Kisah Perjuangan Benedikta Berakhir, Kala Prabowo Wujudkan Jembatan Gantung di Kiuola NTT
Deru mesin excavator memecahkan kesunyian di hamparan kali Kiuola saat menggali tiang pancang disertai percikan api alat las besi penyangga mengawali pembangunan jembatan gantung pertama di wilayah perbatasan NTT dengan distrik Oekusi Timor leste.
Seiring waktu berjalan, progres pembangunan jembatan perintis hampir selesai.
Gaudensiana Kornelis Kepala Sekolah Katolik, (SDK) Kiuola menceritakan kehadiran Jembatan Garuda membawa angin segar bagi sebagian besar anak didiknya termasuk para guru, sebab kala hujan turun, banjir penuh sehingga menyulitkan guru maupun siswa.
Ia mengenang kembali, dulu pernah siswa diliburkan berhari-hari karena saat Badai Siklon Tropis Seroja menerjang Nusa Tenggara Timur (NTT) pada awal April 2021, dengan puncak dampak bencana terjadi pada 4 hingga 5 April 2021.
" Hari ini kami sangat bersyukur karena Pak Prabowo membantu kesulitan dengan menghadirkan jembatan Garuda, kami guru dan siswa sangat senang, akses menuju sekolah lancar, jika tidak maka kami pasti tetap berjuang menerjang banjir,"kisahnya.
Jembatan perintis Garuda sepanjang 80 meter yang menghubungkan Dusun II dan Dusun III ke wilayah Dusun I Desa Kiuola Kecamatan Noemuti, Kabupaten Timor Tengah Utara NTT adalah harapan besar kepala Desa setempat.
Kepala Desa Kiuola, Primus Rusae menyebut adanya jembatan ini sangat dinantikan oleh 702 jiwa yang mendiami dusun II dan III di Kiuola yang selama 80 tahun terisolasi kala musim hujan tiba.

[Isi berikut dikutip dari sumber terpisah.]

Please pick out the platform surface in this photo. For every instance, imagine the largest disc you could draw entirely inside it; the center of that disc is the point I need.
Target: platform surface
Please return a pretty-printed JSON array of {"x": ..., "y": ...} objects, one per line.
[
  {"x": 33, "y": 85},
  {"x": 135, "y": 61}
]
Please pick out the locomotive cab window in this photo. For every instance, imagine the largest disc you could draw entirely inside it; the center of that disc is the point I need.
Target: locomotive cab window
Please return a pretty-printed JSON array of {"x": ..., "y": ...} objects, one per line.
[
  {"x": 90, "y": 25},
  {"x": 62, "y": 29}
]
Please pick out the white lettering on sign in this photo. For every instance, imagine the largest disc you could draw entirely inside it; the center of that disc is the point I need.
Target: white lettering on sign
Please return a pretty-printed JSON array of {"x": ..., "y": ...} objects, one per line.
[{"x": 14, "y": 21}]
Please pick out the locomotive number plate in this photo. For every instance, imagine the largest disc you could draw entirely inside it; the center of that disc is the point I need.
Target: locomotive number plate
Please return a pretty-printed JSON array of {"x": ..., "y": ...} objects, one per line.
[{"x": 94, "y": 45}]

"Masyarakat di sini nantikan jembatan ini selama 80 tahun, jembatan ini juga menghubungkan beberapa Desa tetangga seperti Desa Banafanu Desa Seo dan Desa Noebaun yang memiliki sawah di Desa Kiuola,"ungkapnya.

Orang nomor satu di Desa Kiuola menyampaikan rasa terima kasihnya kepada Presiden Prabowo, KSAD, Pangdam Udayana, Danrem 161 Wirasakti juga Dandim 1618 Timor Tengah Utara sebab hadirnya jembatan Garuda merubah pola hidup masyarakat dari keterbatasan akses.

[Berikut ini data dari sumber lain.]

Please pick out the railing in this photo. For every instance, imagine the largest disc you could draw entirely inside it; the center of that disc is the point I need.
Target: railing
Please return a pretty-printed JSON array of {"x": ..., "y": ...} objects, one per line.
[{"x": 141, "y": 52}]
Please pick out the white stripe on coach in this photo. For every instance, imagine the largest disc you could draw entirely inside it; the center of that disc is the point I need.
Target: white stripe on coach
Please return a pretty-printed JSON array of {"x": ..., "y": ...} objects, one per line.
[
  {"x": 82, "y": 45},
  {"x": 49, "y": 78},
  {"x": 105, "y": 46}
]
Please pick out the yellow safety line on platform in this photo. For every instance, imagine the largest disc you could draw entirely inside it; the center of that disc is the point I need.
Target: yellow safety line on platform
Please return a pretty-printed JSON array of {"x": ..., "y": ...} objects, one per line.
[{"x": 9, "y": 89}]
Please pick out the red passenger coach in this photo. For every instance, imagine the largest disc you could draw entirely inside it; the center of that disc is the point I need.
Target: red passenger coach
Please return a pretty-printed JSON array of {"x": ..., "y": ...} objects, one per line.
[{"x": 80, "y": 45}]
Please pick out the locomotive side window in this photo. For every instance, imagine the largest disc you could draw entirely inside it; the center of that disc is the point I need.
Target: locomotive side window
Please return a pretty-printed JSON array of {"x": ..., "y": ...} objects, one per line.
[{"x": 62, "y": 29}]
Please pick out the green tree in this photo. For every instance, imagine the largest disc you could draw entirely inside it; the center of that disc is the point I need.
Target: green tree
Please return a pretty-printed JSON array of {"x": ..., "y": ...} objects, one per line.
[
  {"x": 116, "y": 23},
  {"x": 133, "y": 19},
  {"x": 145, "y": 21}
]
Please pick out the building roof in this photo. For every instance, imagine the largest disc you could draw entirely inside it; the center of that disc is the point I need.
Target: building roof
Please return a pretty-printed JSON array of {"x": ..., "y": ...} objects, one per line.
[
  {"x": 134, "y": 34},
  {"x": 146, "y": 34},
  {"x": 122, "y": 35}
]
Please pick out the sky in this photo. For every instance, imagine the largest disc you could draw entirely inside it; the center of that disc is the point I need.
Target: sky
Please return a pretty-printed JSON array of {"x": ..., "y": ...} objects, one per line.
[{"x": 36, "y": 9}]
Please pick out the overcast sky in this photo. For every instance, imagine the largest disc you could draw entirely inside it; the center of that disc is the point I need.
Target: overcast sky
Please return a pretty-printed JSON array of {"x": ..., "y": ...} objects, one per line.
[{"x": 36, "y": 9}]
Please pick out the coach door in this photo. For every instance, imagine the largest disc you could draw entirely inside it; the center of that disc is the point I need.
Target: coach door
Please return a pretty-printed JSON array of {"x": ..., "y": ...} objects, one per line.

"Hadirnya jembatan Garuda ini membuat kehidupan masyarakat berubah drastis, sekarang ini dampaknya akses ekonomi lebih mudah, pendidikan lebih lancar anak-anak tidak lagi menerjang banjir, kesehatan lebih cepat tertangani dan membuka isolasi wilayah,"pungkasnya.
Kisah perjuangan ratusan siswa sekolah dari Dusun II dan III yang mengeyam pedidikan di SMK Negeri Seo, SMK Katolik St. gabriel Noemuti dan SD Katolik Noemuti segera berakhir.
Benedikat, salah satu siswi SMK merasa terharu melihat pembangunan jembatan itu hampir selesai, wajah Benedikta diliputi rasa senang.
Tak terasa, butiran air mata menetes di pipinya ia mengenang kembali kisah perjuangan mereka setiap pagi ke sekolah maupun pulang sekolah, bagi Benedikta hadirnya Jembatan yang diberikan oleh Presiden Prabowo sekaligus mengakhiri derita mereka menerjang banjir.